A game's payoff matrix is a convenient representation. Consider for example the two-player zero-sum game pictured at right or above.

The order of play proceeds as follows: The first player (red) chooses in secret one of the two actions 1 or 2; the second player (blue), unaware of the first player's choice, chooses in secret one of the three actions A, B or C. Then, the choices are revealed and each player's points total is affected according to the payoff for those choices.

Example: Red chooses action 2 and Blue chooses action B. When the payoff is allocated, Red gains 20 points and Blue loses 20 points.

In this example game, both players know the payoff matrix and attempt to maximize the number of their points. Red could reason as follows: "With action 2, I could lose up to 20 points and can win only 20, and with action 1 I can lose only 10 but can win up to 30, so action 1 looks a lot better." With similar reasoning, Blue would choose action C. If both players take these actions, Red will win 20 points. If Blue anticipates Red's reasoning and choice of action 1, Blue may choose action B, so as to win 10 points. If Red, in turn, anticipates this trick and goes for action 2, this wins Red 20 points.
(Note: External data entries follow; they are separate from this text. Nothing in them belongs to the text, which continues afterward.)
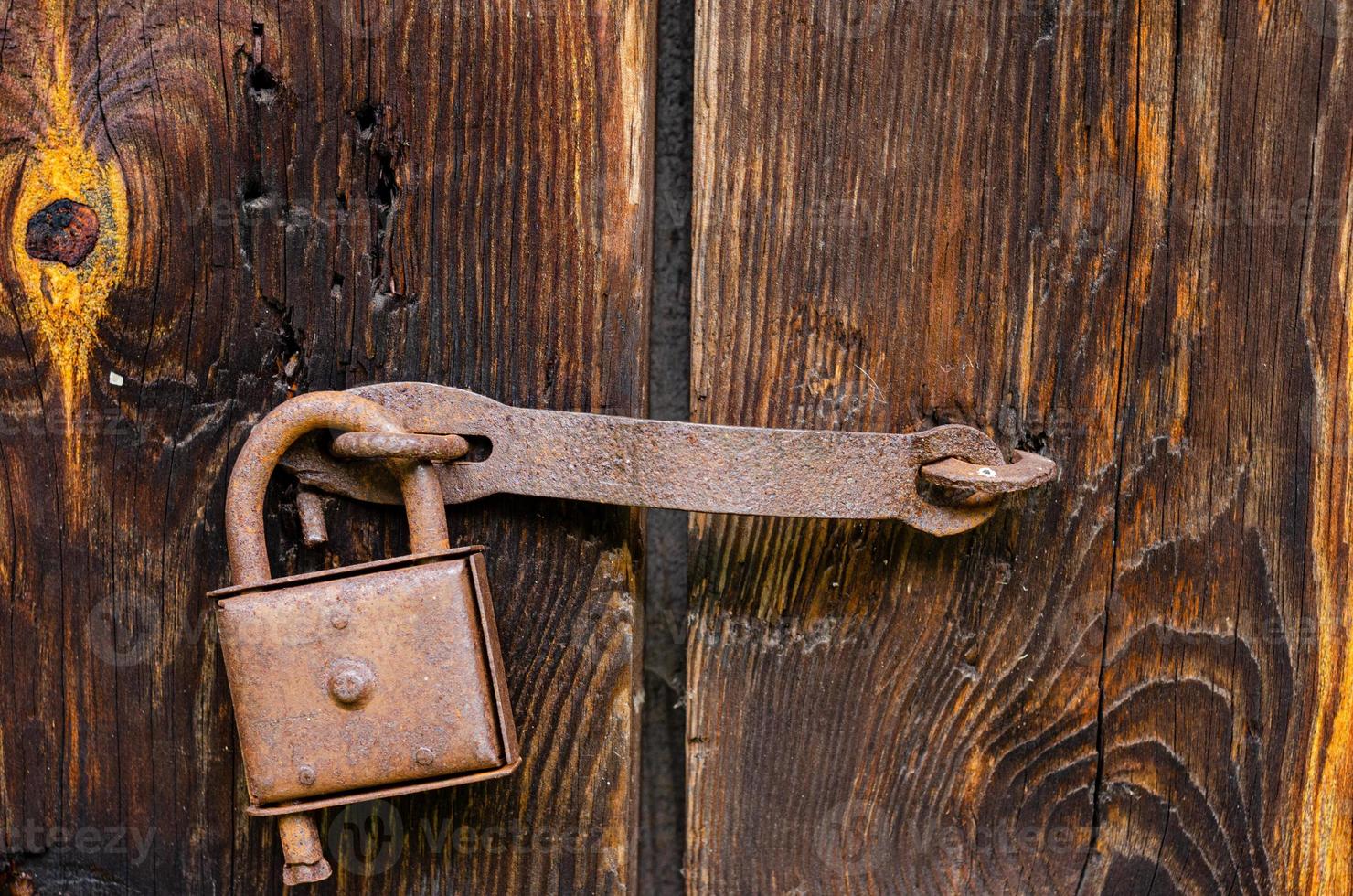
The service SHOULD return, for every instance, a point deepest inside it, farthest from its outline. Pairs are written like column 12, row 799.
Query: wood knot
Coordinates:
column 64, row 230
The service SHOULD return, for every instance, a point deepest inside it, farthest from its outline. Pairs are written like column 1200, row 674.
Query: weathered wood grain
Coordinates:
column 1118, row 233
column 301, row 197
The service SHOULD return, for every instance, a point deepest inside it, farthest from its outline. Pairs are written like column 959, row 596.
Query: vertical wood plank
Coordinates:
column 301, row 197
column 1113, row 231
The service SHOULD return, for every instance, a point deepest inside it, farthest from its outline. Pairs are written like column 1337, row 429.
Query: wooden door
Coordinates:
column 301, row 197
column 1113, row 231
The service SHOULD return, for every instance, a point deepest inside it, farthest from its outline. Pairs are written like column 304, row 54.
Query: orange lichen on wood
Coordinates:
column 67, row 302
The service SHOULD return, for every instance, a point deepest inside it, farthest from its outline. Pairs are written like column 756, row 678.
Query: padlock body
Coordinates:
column 364, row 681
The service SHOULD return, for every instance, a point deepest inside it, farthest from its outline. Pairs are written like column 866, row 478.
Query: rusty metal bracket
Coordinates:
column 673, row 464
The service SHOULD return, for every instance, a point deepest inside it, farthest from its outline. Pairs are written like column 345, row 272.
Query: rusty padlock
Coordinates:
column 364, row 681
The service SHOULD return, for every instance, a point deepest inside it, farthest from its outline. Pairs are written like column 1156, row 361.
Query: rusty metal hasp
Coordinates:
column 942, row 481
column 386, row 678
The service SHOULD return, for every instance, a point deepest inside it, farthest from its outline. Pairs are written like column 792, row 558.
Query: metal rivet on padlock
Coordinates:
column 315, row 662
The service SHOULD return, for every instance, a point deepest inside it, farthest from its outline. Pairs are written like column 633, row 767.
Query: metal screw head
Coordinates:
column 351, row 681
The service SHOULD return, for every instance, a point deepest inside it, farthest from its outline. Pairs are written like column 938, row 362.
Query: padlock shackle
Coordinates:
column 271, row 439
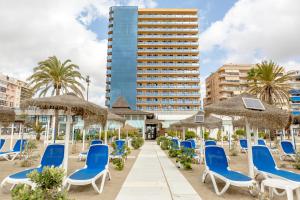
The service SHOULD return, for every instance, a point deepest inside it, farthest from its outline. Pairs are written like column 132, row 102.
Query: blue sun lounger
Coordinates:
column 19, row 145
column 83, row 155
column 244, row 145
column 265, row 165
column 263, row 143
column 175, row 144
column 96, row 166
column 287, row 149
column 2, row 142
column 217, row 167
column 210, row 142
column 53, row 157
column 120, row 149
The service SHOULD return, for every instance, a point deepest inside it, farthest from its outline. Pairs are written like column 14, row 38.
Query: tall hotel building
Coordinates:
column 228, row 81
column 153, row 59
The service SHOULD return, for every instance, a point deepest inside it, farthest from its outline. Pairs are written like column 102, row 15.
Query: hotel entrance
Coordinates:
column 151, row 132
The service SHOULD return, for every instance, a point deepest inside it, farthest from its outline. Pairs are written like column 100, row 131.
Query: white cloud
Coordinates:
column 253, row 30
column 143, row 3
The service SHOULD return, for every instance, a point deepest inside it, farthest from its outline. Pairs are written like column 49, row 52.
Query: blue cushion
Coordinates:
column 85, row 174
column 215, row 158
column 53, row 155
column 210, row 142
column 233, row 175
column 288, row 147
column 23, row 174
column 262, row 158
column 244, row 144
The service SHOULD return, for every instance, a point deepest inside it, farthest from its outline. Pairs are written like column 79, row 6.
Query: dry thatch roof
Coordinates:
column 7, row 115
column 113, row 117
column 121, row 103
column 121, row 107
column 235, row 107
column 69, row 102
column 209, row 122
column 128, row 127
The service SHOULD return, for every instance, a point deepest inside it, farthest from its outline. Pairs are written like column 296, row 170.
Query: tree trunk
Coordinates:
column 56, row 118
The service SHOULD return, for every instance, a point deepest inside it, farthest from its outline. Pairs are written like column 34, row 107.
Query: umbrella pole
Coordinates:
column 11, row 136
column 222, row 135
column 67, row 138
column 256, row 137
column 105, row 136
column 251, row 172
column 100, row 134
column 83, row 139
column 53, row 129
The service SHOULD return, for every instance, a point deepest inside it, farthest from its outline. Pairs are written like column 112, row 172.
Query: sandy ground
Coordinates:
column 239, row 163
column 111, row 188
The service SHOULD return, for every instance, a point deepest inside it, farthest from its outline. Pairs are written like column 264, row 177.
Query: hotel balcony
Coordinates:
column 197, row 87
column 167, row 71
column 167, row 43
column 166, row 23
column 169, row 50
column 167, row 16
column 160, row 79
column 295, row 99
column 168, row 102
column 165, row 57
column 164, row 30
column 169, row 36
column 168, row 94
column 168, row 64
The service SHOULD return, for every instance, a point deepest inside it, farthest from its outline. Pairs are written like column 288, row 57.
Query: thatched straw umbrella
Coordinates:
column 209, row 122
column 235, row 107
column 71, row 105
column 128, row 128
column 113, row 117
column 7, row 116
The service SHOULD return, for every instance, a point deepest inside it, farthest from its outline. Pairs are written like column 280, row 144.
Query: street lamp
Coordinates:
column 87, row 80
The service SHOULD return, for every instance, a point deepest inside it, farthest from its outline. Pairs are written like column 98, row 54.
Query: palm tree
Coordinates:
column 270, row 83
column 54, row 77
column 38, row 128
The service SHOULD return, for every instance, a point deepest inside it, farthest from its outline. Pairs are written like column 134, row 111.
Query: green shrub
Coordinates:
column 297, row 161
column 234, row 150
column 240, row 132
column 225, row 138
column 173, row 153
column 48, row 184
column 171, row 133
column 219, row 136
column 165, row 144
column 118, row 163
column 190, row 135
column 185, row 158
column 28, row 151
column 160, row 139
column 262, row 135
column 137, row 142
column 206, row 135
column 235, row 137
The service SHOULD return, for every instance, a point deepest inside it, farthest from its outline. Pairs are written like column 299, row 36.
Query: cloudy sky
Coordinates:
column 232, row 31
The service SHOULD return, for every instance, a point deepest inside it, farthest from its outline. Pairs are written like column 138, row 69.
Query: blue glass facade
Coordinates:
column 124, row 54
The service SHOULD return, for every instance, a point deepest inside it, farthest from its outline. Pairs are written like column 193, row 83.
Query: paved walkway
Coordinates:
column 154, row 176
Émile Borel and John von Neumann had the fundamental insight that probability provides a way out of this conundrum. Instead of deciding on a definite action to take, the two players assign probabilities to their respective actions, and then use a random device which, according to these probabilities, chooses an action for them. Each player computes the probabilities so as to minimize the maximum expected point-loss independent of the opponent's strategy. This leads to a linear programming problem with the optimal strategies for each player. This minimax method can compute probably optimal strategies for all two-player zero-sum games.

For the example given above, it turns out that Red should choose action 1 with probability 4/7 and action 2 with probability 3/7, and Blue should assign the probabilities 0, 4/7, and 3/7 to the three actions A, B, and C. Red will then win 20/7 points on average per game.

The Nash equilibrium for a two-player, zero-sum game can be found by solving a linear programming problem. Suppose a zero-sum game has a payoff matrix M where element M_i,j is the payoff obtained when the minimizing player chooses pure strategy i and the maximizing player chooses pure strategy j (i.e. the player trying to minimize the payoff chooses the row and the player trying to maximize the payoff chooses the column). Assume every element of M is positive. The game will have at least one Nash equilibrium. The Nash equilibrium can be found (Raghavan 1994, p. 740) by solving the following linear program to find a vector u:

Minimize:

${\displaystyle \sum _{i}u_{i}}$

Subject to the constraints:

u ≥ 0

M u ≥ 1.

The first constraint says each element of the u vector must be nonnegative, and the second constraint says each element of the M u vector must be at least 1. For the resulting u vector, the inverse of the sum of its elements is the value of the game. Multiplying u by that value gives a probability vector, giving the probability that the maximizing player will choose each of the possible pure strategies.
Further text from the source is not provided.